En la muerte de Almudena Grandes
«Si el fanatismo es improcedente post mortem debe serlo también en vida […] porque si algo enseñan las guerras civiles es que hay cadáveres que uno vela junto a su enemigo»
Debía ser sábado o domingo, porque estábamos comiendo los cuatro en la mesa de la cocina. El Telediario de las tres anunció la muerte del poeta Ángel González y yo di un respingón. En esa época, segundo o tercero de carrera, era un lector voraz de poesía, además de un pedante, habitual antifaz de la ignorancia. Voy a ir a despedirme, dije. Cuando mi padre me preguntó para qué no supe responderle. Supongo que quería demostrarme algo tan sencillo como que la muerte de Ángel González no me daba igual. Me puse una camisa y lo que parecía una americana y me planté en el tanatorio de la M-30 en compañía de mi amigo Dani.

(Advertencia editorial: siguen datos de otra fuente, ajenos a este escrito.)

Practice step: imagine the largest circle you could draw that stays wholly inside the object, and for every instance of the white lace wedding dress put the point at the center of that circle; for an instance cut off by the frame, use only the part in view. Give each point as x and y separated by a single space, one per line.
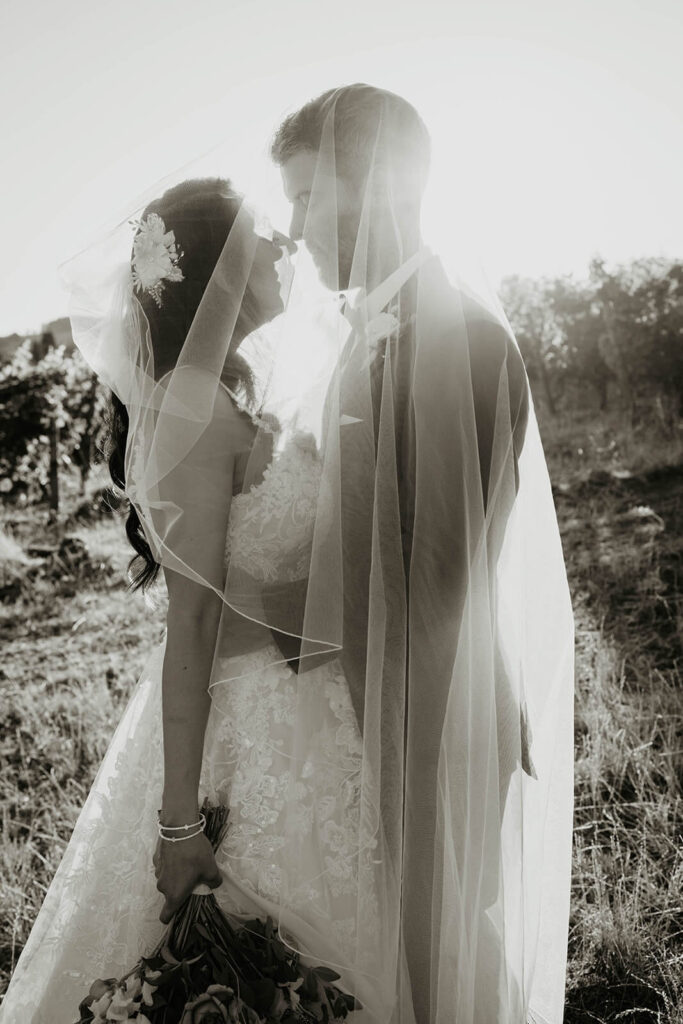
101 909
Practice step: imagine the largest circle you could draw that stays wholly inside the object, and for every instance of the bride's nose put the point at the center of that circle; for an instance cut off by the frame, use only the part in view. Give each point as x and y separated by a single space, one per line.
284 242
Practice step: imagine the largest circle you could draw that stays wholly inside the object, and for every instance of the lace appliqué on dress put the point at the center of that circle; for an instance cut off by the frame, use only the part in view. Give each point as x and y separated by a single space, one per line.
270 526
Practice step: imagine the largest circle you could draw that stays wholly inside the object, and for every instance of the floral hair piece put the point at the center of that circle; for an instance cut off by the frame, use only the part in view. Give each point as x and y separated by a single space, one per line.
155 257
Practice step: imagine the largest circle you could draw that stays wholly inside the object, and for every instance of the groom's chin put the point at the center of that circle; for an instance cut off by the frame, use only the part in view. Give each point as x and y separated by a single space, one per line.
327 269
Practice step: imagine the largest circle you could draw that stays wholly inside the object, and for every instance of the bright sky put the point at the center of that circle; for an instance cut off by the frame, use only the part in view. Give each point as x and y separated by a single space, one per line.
561 123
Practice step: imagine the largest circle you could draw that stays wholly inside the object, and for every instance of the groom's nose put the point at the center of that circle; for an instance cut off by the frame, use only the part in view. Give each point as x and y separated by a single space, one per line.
296 225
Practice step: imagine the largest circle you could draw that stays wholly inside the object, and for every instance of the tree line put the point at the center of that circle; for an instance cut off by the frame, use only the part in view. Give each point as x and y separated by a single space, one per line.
613 340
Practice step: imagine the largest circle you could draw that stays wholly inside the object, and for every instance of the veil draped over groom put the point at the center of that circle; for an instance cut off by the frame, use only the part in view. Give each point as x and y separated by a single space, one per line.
434 580
444 580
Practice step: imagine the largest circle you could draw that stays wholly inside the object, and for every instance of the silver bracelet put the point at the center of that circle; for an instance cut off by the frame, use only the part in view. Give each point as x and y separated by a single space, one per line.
202 821
179 839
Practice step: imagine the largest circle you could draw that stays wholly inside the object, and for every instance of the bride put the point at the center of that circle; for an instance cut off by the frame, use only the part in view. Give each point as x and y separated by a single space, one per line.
368 655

En la sala reconocimos varias caras, pero no conocíamos a nadie, así que nos quedamos callados en una esquina. Luis García Montero se acercó y nos dio la mano con un gesto de compasión y agradecimiento. A unos metros, Almudena Grandes, que hablaba con alguien, me miró con simpatía antes de volver a su conversación. Nos despedimos levantando las cejas y apretando los labios y salimos. Es la única vez que vi a Almudena Grandes, fallecida hace hoy una semana. En aquel momento solo había leído una de sus novelas, pero seguía sus textos en El País Semanal. No sé si ya era una columnista política, pero para mí era una escritora, a quien disfrutaba leyendo y escuchando en La Ventana de la SER. Vivir es ir doblando las banderas.

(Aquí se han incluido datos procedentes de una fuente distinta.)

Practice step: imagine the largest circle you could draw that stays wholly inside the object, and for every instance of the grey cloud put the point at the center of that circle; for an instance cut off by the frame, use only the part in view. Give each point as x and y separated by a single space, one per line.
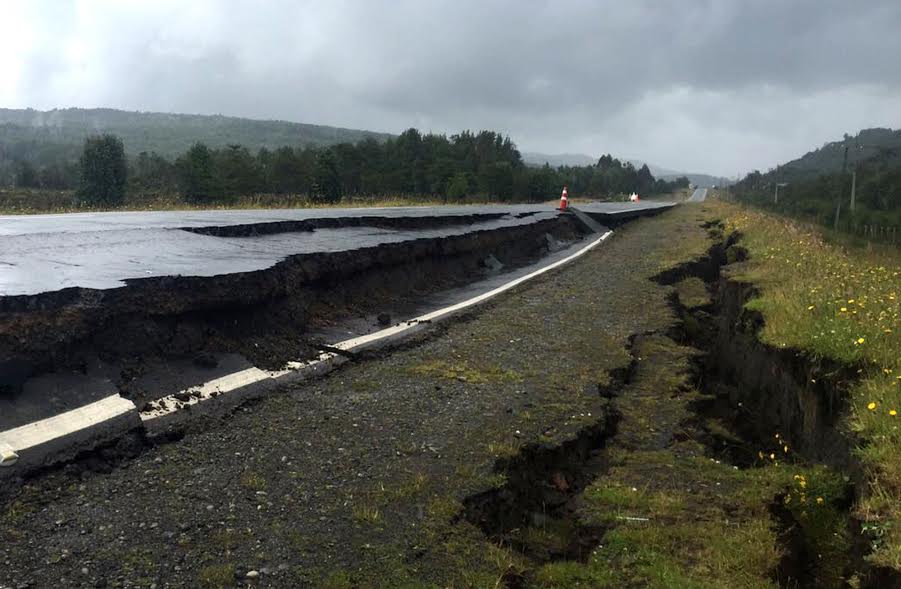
707 85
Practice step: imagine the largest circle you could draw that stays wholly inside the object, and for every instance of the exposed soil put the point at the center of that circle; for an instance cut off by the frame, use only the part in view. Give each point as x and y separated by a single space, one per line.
421 222
579 431
261 315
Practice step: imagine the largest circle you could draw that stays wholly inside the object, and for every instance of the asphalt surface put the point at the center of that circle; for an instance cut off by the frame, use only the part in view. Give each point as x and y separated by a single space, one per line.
45 253
294 489
699 195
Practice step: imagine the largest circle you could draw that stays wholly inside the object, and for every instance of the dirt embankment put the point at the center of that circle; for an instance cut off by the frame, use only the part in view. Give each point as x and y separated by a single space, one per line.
782 405
261 315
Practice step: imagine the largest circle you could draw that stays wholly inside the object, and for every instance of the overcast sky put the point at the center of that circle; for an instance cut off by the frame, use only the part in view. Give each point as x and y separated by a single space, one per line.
717 86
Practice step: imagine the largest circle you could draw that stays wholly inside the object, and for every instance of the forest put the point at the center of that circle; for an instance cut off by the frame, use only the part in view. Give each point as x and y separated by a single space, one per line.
818 186
485 165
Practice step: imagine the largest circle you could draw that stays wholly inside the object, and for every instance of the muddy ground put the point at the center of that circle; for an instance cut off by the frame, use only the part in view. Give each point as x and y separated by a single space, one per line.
561 436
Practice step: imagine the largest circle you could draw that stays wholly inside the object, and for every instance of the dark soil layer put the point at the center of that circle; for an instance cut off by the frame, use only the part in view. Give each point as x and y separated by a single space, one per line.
356 480
262 315
771 399
483 455
423 222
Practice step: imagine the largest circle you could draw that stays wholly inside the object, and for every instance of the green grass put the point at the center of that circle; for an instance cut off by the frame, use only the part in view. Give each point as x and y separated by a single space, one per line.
217 576
844 304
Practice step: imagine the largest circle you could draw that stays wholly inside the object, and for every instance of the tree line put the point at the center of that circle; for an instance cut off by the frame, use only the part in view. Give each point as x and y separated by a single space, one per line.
456 168
826 198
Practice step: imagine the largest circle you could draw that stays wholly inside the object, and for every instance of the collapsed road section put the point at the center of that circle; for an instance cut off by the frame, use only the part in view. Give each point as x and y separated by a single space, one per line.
105 328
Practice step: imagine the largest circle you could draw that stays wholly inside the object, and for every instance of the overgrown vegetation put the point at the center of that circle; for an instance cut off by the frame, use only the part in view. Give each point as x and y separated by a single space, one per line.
818 186
839 303
459 168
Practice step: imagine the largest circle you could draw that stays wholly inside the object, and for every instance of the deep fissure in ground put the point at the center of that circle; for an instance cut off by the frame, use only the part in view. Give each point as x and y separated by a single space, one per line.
535 511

Su muerte me sorprendió. No sabía que estaba enferma, aunque me dicen que lo había anunciado en una columna reciente; confieso que hacía tiempo que no me asomaba a sus columnas. Lamenté que el Ayuntamiento de Madrid no alcanzara un acuerdo para nombrarla hija predilecta, pero no puedo decir que me sorprendiera. Tendrá una calle, que no es poco, pero la división en torno a los honores que merece y el asombro que ha provocado entre la izquierda revelan dos claves de nuestro tiempo: la primera es la herida ideológica que nos divide. La segunda es la ingenuidad de una izquierda que considera que la tensión se detiene a mitad de cable.

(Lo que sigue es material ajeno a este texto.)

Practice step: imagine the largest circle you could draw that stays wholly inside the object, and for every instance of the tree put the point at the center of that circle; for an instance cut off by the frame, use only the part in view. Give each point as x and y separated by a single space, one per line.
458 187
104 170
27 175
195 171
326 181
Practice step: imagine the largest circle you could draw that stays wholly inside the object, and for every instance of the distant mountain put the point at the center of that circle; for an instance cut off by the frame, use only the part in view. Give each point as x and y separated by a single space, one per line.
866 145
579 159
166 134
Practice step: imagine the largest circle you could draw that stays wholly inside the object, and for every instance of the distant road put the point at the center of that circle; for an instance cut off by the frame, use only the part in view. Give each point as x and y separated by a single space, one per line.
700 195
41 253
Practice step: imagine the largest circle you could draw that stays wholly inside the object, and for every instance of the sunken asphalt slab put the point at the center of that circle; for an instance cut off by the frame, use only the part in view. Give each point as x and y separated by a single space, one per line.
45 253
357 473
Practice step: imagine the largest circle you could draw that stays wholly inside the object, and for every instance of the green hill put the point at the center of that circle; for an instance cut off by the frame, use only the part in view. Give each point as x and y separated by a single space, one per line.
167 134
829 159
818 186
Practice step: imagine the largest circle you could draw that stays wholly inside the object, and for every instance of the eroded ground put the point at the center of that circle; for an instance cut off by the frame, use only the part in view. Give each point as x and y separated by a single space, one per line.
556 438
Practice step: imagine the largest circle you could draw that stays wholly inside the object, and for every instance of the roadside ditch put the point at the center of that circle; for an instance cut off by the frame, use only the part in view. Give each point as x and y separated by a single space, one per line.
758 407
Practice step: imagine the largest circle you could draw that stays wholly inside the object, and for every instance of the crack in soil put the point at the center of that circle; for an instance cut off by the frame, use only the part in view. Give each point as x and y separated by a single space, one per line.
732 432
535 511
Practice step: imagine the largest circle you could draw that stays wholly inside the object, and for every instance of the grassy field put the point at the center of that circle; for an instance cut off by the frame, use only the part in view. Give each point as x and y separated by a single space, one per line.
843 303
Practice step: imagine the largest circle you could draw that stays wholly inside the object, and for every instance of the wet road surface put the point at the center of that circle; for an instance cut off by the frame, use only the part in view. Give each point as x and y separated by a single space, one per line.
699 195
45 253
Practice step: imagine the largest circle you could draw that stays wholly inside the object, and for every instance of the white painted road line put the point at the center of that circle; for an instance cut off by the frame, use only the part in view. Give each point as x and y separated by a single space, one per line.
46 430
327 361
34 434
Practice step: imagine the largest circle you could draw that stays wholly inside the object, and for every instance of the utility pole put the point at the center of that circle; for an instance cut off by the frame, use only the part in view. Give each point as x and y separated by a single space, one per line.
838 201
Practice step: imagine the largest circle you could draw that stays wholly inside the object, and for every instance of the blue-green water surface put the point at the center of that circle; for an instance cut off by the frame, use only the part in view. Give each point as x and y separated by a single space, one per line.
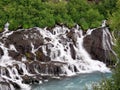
79 82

Los políticos (y muchos periodistas) que esta semana han rendido pleitesía a Almudena Grandes no lo han hecho por su obra, sino por su militancia. ¿Se comportarían igual si se tratara de un escritor brillante pero con opuesta inclinación política como Mario Vargas Llosa? Recordarán que la izquierda votó en contra de que Quique San Francisco diera nombre al teatro Galileo y de que Andrés Trapiello recibiera la medalla de Madrid. Y uno no puede sorprenderse de que el mundo sea el lugar intransigente que contribuyó a crear. Uno de los dramas de perder a un ser querido es comprobar que vida no se da por aludida: los vecinos van a trabajar, cogen el metro, la Liga sigue y el Corte Inglés abre como si nada. El mundo que Almudena Grandes dejó atrás sigue ahí, y si tanto nos afectan las reacciones a su ausencia, debemos trabajar por cambiar algo. Porque el sectarismo se combate con la introspección, no con el señalamiento. Da vergüenza decirlo, pero no hay pensamiento más sectario que pensar que los sectarios son los otros.
La muerte no detiene nada pero algo enseña. Si el fanatismo es improcedente post mortem debe serlo también en vida, porque al fin y al cabo ese es un tren que nadie pierde. En la muerte nos encontraremos, por eso un tanatorio es siempre un armisticio, porque la muerte de un tercero nos agrupa. Porque si algo enseñan las guerras civiles es que hay cadáveres que uno vela junto a su enemigo.